家庭の冷凍庫で作る氷は溶けやすいので、溶けにくい市販の氷を使うのがおすすめ。ロックグラスでじっくり氷を溶かしながらぜひ飲んでみてください。原酒の味わいの変化を楽しめますよ。
しゅわっとにごり酒
にごり酒は、本来なら製造過程で濾す酒粕をそのまま残した日本酒。なので栄養満点!
にごり酒の中でもトロッとしたものやしゅわっと微発泡のものなどいろいろな種類があります。中でも夏におすすめしたいのは、さわやかな微発泡のものですね。天然のスパークリング日本酒です。シャンパンのように開栓する瞬間ポンっとはじけるものもあります。キンキンに冷やして飲んだり、ビール割りも美味しいですよ!(にごり酒:ビール=1:1)
次は、それぞれのタイプごとにおすすめの夏酒を紹介します!
3.生酒タイプのおすすめ夏酒
3-1.日本酒造の巨匠が醸す無濾過の旨さ「農口尚彦研究所 夏の生酒」
日本酒造の神様と呼ばれている農口尚彦氏が、40年にわたる酒造りのデータをもとに造り上げた季節の彩りシリーズの中の1本です。

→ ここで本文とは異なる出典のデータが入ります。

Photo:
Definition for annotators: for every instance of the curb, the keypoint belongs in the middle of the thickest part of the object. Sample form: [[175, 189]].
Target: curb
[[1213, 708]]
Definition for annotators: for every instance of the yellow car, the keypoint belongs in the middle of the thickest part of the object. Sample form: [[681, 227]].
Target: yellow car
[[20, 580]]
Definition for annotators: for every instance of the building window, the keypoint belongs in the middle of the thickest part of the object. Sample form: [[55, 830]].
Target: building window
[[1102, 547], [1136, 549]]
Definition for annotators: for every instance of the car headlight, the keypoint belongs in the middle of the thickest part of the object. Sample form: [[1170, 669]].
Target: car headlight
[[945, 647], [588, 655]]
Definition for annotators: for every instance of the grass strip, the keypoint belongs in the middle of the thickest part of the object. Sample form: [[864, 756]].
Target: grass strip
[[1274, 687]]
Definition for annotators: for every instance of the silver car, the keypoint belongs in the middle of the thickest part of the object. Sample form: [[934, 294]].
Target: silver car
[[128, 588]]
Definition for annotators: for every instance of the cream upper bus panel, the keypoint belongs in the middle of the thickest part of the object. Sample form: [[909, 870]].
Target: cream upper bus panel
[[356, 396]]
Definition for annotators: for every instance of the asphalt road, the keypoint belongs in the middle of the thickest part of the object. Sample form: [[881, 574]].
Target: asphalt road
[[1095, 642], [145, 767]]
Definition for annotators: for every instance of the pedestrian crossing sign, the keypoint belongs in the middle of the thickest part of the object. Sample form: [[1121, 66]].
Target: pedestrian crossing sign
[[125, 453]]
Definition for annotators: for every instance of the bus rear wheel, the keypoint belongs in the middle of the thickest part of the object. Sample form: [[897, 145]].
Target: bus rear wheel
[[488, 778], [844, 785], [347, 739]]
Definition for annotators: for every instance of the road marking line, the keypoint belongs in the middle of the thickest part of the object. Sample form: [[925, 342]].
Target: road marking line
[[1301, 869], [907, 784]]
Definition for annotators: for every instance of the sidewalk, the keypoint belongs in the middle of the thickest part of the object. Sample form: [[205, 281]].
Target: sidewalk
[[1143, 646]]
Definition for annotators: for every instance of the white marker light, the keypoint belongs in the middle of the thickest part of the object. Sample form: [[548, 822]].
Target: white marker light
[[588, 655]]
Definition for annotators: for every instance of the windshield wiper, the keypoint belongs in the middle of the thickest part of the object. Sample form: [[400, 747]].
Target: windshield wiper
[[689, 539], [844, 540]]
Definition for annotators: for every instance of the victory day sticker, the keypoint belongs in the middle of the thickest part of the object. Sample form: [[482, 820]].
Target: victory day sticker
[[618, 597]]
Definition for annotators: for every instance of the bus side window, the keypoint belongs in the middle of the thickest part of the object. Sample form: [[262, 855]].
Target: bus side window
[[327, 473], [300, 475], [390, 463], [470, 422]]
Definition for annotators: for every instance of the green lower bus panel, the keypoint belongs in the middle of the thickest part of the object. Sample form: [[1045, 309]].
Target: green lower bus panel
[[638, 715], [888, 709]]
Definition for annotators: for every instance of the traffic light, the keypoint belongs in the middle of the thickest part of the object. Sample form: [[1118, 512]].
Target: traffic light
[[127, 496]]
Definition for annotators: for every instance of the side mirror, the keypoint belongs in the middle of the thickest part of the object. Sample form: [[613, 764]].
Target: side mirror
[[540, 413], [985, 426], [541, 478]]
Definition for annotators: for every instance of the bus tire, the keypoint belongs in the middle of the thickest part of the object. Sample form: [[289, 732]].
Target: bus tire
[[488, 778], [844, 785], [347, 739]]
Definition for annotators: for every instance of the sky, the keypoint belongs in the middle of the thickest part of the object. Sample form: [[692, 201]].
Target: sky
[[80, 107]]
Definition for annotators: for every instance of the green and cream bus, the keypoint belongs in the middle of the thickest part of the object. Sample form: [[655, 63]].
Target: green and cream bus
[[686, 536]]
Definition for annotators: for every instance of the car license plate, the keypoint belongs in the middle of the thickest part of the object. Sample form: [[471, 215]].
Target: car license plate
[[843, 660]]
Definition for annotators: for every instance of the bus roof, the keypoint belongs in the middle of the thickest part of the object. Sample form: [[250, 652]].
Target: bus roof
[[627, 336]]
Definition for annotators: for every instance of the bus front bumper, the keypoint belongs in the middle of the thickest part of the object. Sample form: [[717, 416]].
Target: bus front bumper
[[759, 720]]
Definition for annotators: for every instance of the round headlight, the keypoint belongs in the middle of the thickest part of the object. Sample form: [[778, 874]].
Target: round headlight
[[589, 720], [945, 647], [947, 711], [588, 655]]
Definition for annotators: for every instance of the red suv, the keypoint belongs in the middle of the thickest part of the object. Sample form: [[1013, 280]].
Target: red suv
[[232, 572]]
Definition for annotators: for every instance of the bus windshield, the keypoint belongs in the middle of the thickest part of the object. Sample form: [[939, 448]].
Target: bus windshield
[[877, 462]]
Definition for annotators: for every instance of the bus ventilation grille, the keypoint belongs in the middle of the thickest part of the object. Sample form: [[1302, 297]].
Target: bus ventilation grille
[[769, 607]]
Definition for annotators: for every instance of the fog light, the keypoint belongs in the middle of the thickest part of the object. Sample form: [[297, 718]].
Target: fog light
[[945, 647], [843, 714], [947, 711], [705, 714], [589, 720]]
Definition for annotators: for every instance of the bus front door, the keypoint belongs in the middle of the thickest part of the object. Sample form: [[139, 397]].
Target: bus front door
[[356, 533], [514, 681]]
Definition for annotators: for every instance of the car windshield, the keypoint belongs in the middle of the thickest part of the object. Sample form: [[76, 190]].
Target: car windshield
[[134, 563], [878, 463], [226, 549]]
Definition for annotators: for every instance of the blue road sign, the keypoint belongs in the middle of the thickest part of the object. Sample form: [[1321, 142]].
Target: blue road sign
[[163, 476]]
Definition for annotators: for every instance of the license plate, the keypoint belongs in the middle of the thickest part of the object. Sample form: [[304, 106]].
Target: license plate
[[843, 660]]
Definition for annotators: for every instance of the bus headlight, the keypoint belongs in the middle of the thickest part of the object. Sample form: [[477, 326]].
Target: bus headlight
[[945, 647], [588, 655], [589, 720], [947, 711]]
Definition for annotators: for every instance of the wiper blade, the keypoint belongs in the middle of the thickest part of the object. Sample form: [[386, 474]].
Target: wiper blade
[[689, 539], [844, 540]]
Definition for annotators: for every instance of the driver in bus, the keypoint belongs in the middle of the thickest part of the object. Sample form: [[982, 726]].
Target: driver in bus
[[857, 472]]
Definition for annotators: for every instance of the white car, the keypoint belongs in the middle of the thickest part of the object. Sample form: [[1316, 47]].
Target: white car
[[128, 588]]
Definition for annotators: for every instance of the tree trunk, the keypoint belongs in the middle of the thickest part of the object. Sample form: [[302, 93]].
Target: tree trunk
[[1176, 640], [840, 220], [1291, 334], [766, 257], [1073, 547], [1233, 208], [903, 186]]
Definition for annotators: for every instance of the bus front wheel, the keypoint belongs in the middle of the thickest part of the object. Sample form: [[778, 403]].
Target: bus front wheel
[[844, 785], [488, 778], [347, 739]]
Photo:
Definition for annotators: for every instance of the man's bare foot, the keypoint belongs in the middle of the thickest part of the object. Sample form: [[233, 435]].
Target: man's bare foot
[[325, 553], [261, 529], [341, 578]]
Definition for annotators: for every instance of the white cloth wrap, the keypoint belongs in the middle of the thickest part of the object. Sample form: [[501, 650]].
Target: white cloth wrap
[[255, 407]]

夏のテーマらしく柑橘系の爽やかな香りが第一印象。無濾過の生酒らしいフレッシュさと軽い酸味が夏のサッパリとした料理にピッタリです。
・蔵元:(株)農口尚彦研究所(石川県)公式ページはこちら→
・製品:農口尚彦研究所 夏の生酒 無濾過生酒 720ml
・価格:3,300円(税込)
・購入はこちら→
3-2.軽い口当たりでスッキリと飲める「酒屋八兵衛 八十八夜 純米生酒」
純米の生酒らしい優しい旨味と香りでほのかな酸味が、よりフレッシュさを高めています。
・蔵元:元坂酒造(株)(三重県)公式ページはこちら→
・製品:酒屋八兵衛 八十八夜 純米生酒 720ml
・価格:1,433円(税込)
・購入はこちら→
4.「原酒」タイプのおすすめ夏酒
ウイスキーのように水で割ったりロックで楽しんで飲むのがオススメな原酒タイプの夏酒というのも各酒蔵から販売されています。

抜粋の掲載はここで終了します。